July 5, 2020 – by Doug Breithaupt
When someone mentions Tootsietoy, most of us picture simple one-piece toy cars with basic wheels. In a previous story, I reviewed these basic cars beginning with the first small-scale die-cast car made by Tootsietoy in 1911. With the introduction of the Hard Body brand name in the late 1980’s, Tootsietoy changed that image and tried to compete with more complex models from Europe, America, and Asia. The Hard Body series featured vehicles in several scales but the focus here is on those in the 1:55-1:64 range. The Hard Body name seems intended to reinforce that these models were ‘tough’ die-cast metal.
Hard Body models were available for over ten years, from the late 1980’s to 2003. The castings include cars, trucks and commercial vehicles. My collection includes few commercial vehicles as I do not actively collect them and I do not have any of the Hard Body examples. The quality of the models is comparable to many small-scale die-cast toy cars of this era. All have plastic bases and the wheels are like those used by Welly or Yat Ming. Some of the models feature opening doors. The paint quality is quite good, although the some might consider the use of additional generic graphics to be unfortunate. The Chinese factory that produced these models is not known. The Tootsietoy Hard Body castings do not appear to have been re-issued under any other brand although some were offered in the late 1990’s as Subway Kids’ Pac premiums and I will discuss these later. The Hard Body models were available through a variety of retail locations and usually sold in blisters for around $1. About 20 years ago, I found some with different wheels being sold in simple plastic bags with a bar code sticker on the base at 3 for $1. They were still identified as Tootsietoy on the base. I have identified three distinct phases of production as represented by different base plate designs. Most castings came in a variety of colors. The early models begin at #101 with the number embossed on the base while the Tootsietoy name and China are stamped in white paint.

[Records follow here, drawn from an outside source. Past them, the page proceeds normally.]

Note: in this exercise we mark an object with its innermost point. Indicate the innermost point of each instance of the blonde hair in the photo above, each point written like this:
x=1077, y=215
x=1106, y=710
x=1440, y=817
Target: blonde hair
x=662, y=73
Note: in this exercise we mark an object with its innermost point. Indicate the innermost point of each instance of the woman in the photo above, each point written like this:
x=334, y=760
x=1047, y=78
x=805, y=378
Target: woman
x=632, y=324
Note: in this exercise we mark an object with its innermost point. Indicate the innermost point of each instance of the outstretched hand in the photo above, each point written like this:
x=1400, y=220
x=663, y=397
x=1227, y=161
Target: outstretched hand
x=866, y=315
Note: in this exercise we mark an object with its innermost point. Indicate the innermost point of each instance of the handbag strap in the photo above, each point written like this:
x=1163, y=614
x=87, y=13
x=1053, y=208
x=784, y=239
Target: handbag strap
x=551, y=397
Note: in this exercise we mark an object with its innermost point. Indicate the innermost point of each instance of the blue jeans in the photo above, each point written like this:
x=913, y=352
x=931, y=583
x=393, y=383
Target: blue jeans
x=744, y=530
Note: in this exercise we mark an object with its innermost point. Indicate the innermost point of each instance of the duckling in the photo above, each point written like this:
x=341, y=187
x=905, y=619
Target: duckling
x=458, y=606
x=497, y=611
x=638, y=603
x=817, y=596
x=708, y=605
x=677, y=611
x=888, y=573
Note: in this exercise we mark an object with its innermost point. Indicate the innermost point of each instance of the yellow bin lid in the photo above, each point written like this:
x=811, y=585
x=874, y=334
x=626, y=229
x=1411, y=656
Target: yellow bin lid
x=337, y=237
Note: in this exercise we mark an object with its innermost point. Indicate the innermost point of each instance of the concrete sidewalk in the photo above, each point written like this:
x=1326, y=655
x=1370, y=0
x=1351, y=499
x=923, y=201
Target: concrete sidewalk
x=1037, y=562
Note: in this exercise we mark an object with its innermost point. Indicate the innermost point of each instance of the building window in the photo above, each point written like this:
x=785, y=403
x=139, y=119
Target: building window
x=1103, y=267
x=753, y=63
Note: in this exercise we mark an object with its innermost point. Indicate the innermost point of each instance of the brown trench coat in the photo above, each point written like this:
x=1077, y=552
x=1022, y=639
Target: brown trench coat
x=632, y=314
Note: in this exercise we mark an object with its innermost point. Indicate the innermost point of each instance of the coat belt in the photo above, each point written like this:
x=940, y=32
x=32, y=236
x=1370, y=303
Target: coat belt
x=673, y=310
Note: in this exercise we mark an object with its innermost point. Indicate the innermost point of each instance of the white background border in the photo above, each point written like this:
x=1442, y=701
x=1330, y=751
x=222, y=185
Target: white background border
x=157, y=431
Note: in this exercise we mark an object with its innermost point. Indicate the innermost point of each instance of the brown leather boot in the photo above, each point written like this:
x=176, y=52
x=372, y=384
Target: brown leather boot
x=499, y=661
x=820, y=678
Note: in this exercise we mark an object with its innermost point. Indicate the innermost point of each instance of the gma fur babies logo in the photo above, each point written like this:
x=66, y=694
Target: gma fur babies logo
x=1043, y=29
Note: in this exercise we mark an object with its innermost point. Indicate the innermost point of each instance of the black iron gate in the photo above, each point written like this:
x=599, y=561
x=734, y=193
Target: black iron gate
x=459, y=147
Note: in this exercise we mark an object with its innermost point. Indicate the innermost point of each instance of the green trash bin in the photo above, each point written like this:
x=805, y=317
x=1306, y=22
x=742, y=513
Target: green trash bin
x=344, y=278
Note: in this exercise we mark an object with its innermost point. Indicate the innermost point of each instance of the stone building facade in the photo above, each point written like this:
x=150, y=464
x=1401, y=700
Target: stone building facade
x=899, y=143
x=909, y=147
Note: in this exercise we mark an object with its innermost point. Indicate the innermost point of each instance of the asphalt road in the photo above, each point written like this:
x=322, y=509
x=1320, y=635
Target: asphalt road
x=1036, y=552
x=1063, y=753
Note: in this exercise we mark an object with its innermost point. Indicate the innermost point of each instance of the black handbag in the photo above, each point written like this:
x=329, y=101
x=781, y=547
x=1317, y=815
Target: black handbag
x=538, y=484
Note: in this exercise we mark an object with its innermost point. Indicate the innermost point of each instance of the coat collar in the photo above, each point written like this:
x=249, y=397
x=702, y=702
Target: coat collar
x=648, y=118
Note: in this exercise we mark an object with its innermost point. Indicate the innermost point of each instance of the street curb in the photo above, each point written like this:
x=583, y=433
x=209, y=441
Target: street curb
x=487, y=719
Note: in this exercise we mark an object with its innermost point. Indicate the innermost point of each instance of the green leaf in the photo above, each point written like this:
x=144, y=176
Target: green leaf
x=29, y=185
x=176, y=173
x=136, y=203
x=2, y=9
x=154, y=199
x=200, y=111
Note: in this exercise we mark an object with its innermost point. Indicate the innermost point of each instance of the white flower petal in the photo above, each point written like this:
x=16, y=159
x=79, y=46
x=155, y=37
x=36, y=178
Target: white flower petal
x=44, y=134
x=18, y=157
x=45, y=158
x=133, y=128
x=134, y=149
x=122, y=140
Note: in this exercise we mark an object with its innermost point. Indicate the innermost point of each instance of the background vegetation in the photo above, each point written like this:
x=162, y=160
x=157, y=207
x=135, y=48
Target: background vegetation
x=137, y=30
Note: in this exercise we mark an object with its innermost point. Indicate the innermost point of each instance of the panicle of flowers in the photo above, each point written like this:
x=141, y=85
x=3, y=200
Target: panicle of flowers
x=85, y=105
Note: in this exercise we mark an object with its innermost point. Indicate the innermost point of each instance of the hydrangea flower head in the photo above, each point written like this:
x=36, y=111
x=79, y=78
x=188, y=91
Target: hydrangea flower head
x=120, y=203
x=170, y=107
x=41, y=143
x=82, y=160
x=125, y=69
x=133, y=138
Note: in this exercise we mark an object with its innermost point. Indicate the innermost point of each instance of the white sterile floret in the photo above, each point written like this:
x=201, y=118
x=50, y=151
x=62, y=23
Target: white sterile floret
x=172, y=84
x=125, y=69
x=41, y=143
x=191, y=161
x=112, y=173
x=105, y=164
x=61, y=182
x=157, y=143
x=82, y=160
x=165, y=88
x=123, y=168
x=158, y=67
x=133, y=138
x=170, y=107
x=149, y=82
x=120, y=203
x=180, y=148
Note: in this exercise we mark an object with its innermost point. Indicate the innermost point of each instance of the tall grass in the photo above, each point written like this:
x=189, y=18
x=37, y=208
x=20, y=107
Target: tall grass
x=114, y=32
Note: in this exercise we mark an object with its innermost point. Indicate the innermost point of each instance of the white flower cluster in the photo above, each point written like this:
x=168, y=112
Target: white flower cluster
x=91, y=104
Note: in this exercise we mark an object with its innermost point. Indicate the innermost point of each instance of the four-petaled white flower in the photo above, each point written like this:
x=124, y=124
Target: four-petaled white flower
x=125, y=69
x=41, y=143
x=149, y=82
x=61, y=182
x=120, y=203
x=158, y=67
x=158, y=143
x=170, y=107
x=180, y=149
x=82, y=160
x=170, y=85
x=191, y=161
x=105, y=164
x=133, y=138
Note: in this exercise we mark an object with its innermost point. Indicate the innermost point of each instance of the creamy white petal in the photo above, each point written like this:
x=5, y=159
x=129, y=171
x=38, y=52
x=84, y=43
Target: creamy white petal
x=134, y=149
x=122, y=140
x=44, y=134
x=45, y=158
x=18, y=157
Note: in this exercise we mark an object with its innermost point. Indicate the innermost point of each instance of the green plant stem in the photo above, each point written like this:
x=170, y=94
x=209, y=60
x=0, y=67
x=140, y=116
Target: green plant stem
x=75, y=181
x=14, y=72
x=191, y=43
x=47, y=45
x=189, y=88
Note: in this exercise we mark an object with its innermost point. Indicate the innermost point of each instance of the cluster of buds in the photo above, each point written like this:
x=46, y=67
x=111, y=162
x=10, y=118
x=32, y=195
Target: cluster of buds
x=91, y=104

The second base has numbers that appear to start in the 150 range and have a T, no doubt for Tootsietoy, prefix. As there are two Porsche 911 options with the top up or down, the number shown in this example is followed by a 2.
After 1992, car make and model names began to appear on the base, no doubt due to more aggressive licensing demands from automakers. Tootsietoy and China are no longer printed but embossed in the base. The vehicles are no longer numbered.
My collection includes nine models from the first 100 series. I have two of the Porsche 928 variations. I have not been able to identify any castings beyond #112, but they may exist. I am missing three models that are noted in the list that follows.
The second series of cars is a bit of a mystery. I only have three of what I will call the T series models. The first two carry the same number T151-2 and are Porsche 911 Turbo variations. One has the top up and one has it down. You might think they should be T151-1 and T151-2 but both are the same number. The third model is a Chevrolet Corvette C4 and carries number T154. I’ve searched online for the missing numbers of 152 and 153 as well as 155-159, but found no matches. Was this simply a transition series between the earlier 100 series and the later licensed models?
The final series of Tootsietoy Hard Body models included an interesting variety of contemporary and classic cars. The 4th generation Cadillac Seville 1992-97 is of interest as it is unique to small-scale. It was offered in dark red and black, as well as several other colors. It is the only 4-door sedan produced in the Hard Body line. The ‘57 Corvette and Jaguar ‘E’ type castings were the two classics added to the line.
Tootsietoy offered an assortment of vehicles from different regions. German and American cars were well represented with Porsche and General Motors the obvious favorites. Not shown are a Chevrolet van, pickup and SUV that were produced. There were also some commercial trucks that I do not have. Tootsietoy offered a series of open wheel race cars in the Hard Body line, but I have not included them in this review.
A Ford Mustang, Dodge Daytona and Jeep CJ5 provided a bit more diverse selection of American cars. The Jeep has characteristics of models offered by Yat Ming and Welly. A second Dodge, this time an Omni 024, was produced but is not yet in my collection. A Ford Scorpio was offered but is also on my wanted list.
Ferrari was featured with two castings, a Testarossa and an F40 with opening doors. The classic Jaguar ‘E’ type provided a British car in the Hard Body line. Two Nissan models were produced. I have the 300ZX, but I am missing the Sylvia.
As noted earlier, none of the Hard Body castings seem to have been licensed to other toy car brands. They were, however, used by Subway for their Kids’ Pac meal premiums. In 1996, a Speedsters series of four cars were offered. In 1998, Hard Body models were again used by Subway. Neither Tootsietoy nor Strombacher Corp., owner of the Tootsietoy brand, are mentioned on the Subway packaging or models. A comparison of the bases for the Porsche 959 is shown.
Values for these Hard Body and Subway premium models are still quite reasonable at toy shows and thrift shops. Often they can be found in very good condition for $1 or less. Online sellers may set higher values, especially for packaged examples. While there does not seem to be a strong collector following for the Hard Body models at present, some, like the unique Cadillac Seville, are proving more difficult to find. As a chapter in the Tootsietoy story, these are likely to become more desirable in the future.